Perubahan UUD 45 mengatur tentang mekanisme pemilihan Presiden dan Wakil Presiden secara langsung oleh rakyat (Pasal 6A UUD’45). Kesepakatan politik yang melatarbelakangi pembentukan pasal ini adalah demokrasi dan sistem pemerintahan presidential. Kedua aspek ini diwujudkan dengan Pilpres Langsung yang mengarahkan adanya legitimasi yang kuat dari rakyat terhadap Presiden dan Wakil Presiden. Dengan demikian, rakyat yang jelas-jelas memiliki kedaulatan terhadap Presiden dan Wakil Presiden.
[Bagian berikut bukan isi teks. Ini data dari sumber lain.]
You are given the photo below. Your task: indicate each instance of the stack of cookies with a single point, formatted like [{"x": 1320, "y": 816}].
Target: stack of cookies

  • Dalam system presidensiil, setidaknya terdapat cirri-ciri antara lain sebagai berikut:

  1. Masa jabatan Presiden yang bersifat pasti (fixed term) yang didalam UUD 45 telah ditetapkan selama 5 (lima) tahun
  2. Presiden adalah kepala negara dan sekaligus kepala pemerintahan
  3. Adanya mekanisme saling mengawasi dan saling mengimbangi (checks and balances)
  4. Adanya mekanisme impeachment

  • Presiden dan Wakil Presiden yang dipilih langsung oleh rakyat tidak dapat dijatuhkan dalam masa jabatannya, kecuali melanggar hukum berdasarkan hal-hal yang tercantum dalam UUD 45. Dalam sejarah politik, Presiden Soekarno dan Presiden Abdurrahman Wahid telah menjadi korban dari penafsiran atas UUD 45 yang dulunya tidak mengatur prosedur konstitusional tentang impeachment. Oleh karena itu UUD 45 hasil Perubahan memasukan prosedur konstitusional tentang impeachment agar terlihat konsistensi penerapan negara hukum yaitu tidak ada pengecualian penerapan hukum, bahkan terhadap Presiden sekalipun.
  • Dalam Perubahan UUD 45, pengaturan tentang impeachment terpilah menjadi 2 (dua) bagian, yaitu:

  1. Alas an pemberhentian Presiden dan/atau Wakil Presiden dalam masa jabatannya (Pasal 7A UUD 45)
  2. Prosedur pemberhentian Presiden dan/atau Wakil Presiden dalam masa jabatannya (Pasal 7B UUD 45)

Ketentuan ini dapat kita pahami dengan menggunakan interprestasi grammatical bahwa istilah “dan/atau” merujuk pada pemberhentian Presiden, Wakil Presiden, atau keduanya sekaligus. Meskipun pada waktu Pilpres keduanya adalah satu paket pencalonan (Pasal 6A UUD 45), namun mereka dapat diberhentikan secara terpisah atau langsung kedua-duanya ekaligus. Dalam konteks prosedural, DPR merupakan lembaga pertama yang mengawali proses pemberhentian (impeachment). Karenanya, DPR harus rinci dalam mengajukan alas an—alasan pemberhentian terhaap Presiden dan/atau Wakil Presiden.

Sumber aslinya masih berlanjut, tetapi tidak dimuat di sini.